# Homework #4

Due: Wed, Aug 2, 23:59

## How to Submit

• Submit one solution per team (each team can have 1–3 members), through TEACH. Put the names and ONID IDs of all team members as a comment at the top of the file.

• Your submission should consist of two files named `StackRank.<your-username>.hs`, where is the ONID ID of the team member who submitted the file.

• These files must compile without errors in GHCi. Put all non-working parts of your solution in comments! If your file does not compile, the TA will not evaluate it.

• If you can’t solve a problem, you can get partial credit by describing in comments what you tried and where you got stuck.

• Late submissions will not be accepted. Do not send solutions by email.

## Description

In this assignment you will be implementing a type system for a stack language. The grammar for the language is defined by the following Haskel type definitions:

``````type Prog = [Cmd]

data Cmd = Push Int
| Pop Int
| Mul
| Dup
| Inc
| Swap``````

A program in this language manipulates an implicit stack of integers. A program is a sequence of commands, where each command modifies the stack.

• `Push i` – pushes the integer `i` to the top of the stack
• `Pop i` – removes `i` elements from the top of the stack
• `Add` – adds the two topmost values on the stack, popping the arguments and pushing their sum
• `Mul` – multiplies the two topmost values on the stack, popping the arguments and pushing their product
• `Dup` – makes a copy of the topmost value on the stack, and pushes the copy
• `Inc` – increments the topmost element of the stack (i.e. adds one)
• `Swap` – swaps the order of the two topmost values on the stack

The rank of a stack is given by the number of its elements. The rank of a single stack operation is given by a pair of numbers `(n,m)` where `n` indicates the number of elements the operation pops from the top of the stack and `m` is the number of elements the operation pushes to the top of the stack. The rank for a stack program is defined to be the rank of the stack that would be obtained if the program were run on an empty stack. A rank error occurs in a stack program when an operation with rank `(n,m)` is executed on a stack with rank `k < n`. In other words, a rank error indicates a stack underflow.

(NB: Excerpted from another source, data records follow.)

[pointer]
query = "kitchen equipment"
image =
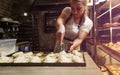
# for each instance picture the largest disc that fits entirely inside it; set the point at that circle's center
(7, 46)
(59, 46)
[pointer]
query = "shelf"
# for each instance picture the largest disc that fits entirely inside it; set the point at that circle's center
(102, 29)
(113, 53)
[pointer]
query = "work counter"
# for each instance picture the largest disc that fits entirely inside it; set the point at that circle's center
(90, 69)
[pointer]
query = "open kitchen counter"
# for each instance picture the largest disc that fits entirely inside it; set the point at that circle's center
(90, 69)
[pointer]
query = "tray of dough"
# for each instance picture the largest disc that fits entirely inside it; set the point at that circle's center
(62, 58)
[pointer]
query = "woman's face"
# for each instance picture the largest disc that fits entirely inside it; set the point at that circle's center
(77, 9)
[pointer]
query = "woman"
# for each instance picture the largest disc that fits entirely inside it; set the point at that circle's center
(73, 25)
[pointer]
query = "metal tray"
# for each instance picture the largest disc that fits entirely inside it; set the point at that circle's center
(82, 64)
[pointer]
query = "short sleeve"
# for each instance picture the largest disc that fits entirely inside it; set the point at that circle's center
(87, 25)
(66, 11)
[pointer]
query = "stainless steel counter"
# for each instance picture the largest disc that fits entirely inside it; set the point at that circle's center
(90, 69)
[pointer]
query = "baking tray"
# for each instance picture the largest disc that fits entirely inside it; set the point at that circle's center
(115, 54)
(82, 64)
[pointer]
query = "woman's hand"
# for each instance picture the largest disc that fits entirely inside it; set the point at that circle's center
(70, 47)
(60, 33)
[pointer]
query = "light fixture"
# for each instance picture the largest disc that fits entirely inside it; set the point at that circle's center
(25, 14)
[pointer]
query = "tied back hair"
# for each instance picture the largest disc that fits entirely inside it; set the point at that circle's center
(84, 2)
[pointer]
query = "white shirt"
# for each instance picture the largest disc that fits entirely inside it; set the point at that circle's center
(71, 28)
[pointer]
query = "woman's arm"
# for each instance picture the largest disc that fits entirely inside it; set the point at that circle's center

Use the following types to represent stack and operation ranks.

``````type Rank    = Int

type CmdRank = (Int,Int)``````

Template: StackRank.template.hs

### Part 1

1. Define a function `rankC` that maps each stack operation to its rank.

2. Define an auxiliary function `rankP` that computes the rank of a program. The `Maybe` data type is used to capture rank errors (i.e. a program containing a rank error should be mapped to `Nothing`, whereas a program with no rank error should be wrapped by `Just`). Hint: you may need to define an auxiliary function `rank :: Prog -> Rank -> Maybe Rank` and define `rankP` using `rank`.

3. Define a function `semStatTC` for evaluation stack programs that first calls the function `rankP` to check whether the stack program is type correct and evaluates the program only in the case it is. For performing the actual evaluation `semStatTc` calls the function `prog`.

### Bonus Problems

Notice that the function `prog` called by `semStatTC` can be simplified (both its type and its definition). In order to get extra credit you must complete both of the following:

1. Provide the new type of the function `prog` and explain why the function can be simplified to have this type (use comments for your explanation).

2. Redefine the `prog'` function using this new data type.

### Part 2

Consider the following block of code.

``````{ int x;
int y;
y := 1;
{ int f(int x) {
if x = 0 then {
y := 1 }
else {
y := f(x - 1) * y + 1 };
return y;
}
x := f(2);
};
}``````
1. Illustrate the computations that take place during the evaluation of this block, that is, draw a sequence of pictures each showing the complete runtime stack with all activation records after each statement or function call.

### Part 3

Consider the following block (assume call-by-value parameter passing).

``````{ int x;
int y;
int z;
x := 3;
y := 7;
{ int f(int y) { return x * y };
int y;
y := 11;
{ int g(int x) { return f(y) };
{ int y;
y := 13;
z := g(2);
};
};
};
}``````
1. Determine which value will be assigned to `z` in line 12 under static scoping.

2. Determine which value will be assigned to `z` in line 12 under dynamic scoping

You may want to draw the runtime stack for this execution, though this is not required for the assignment.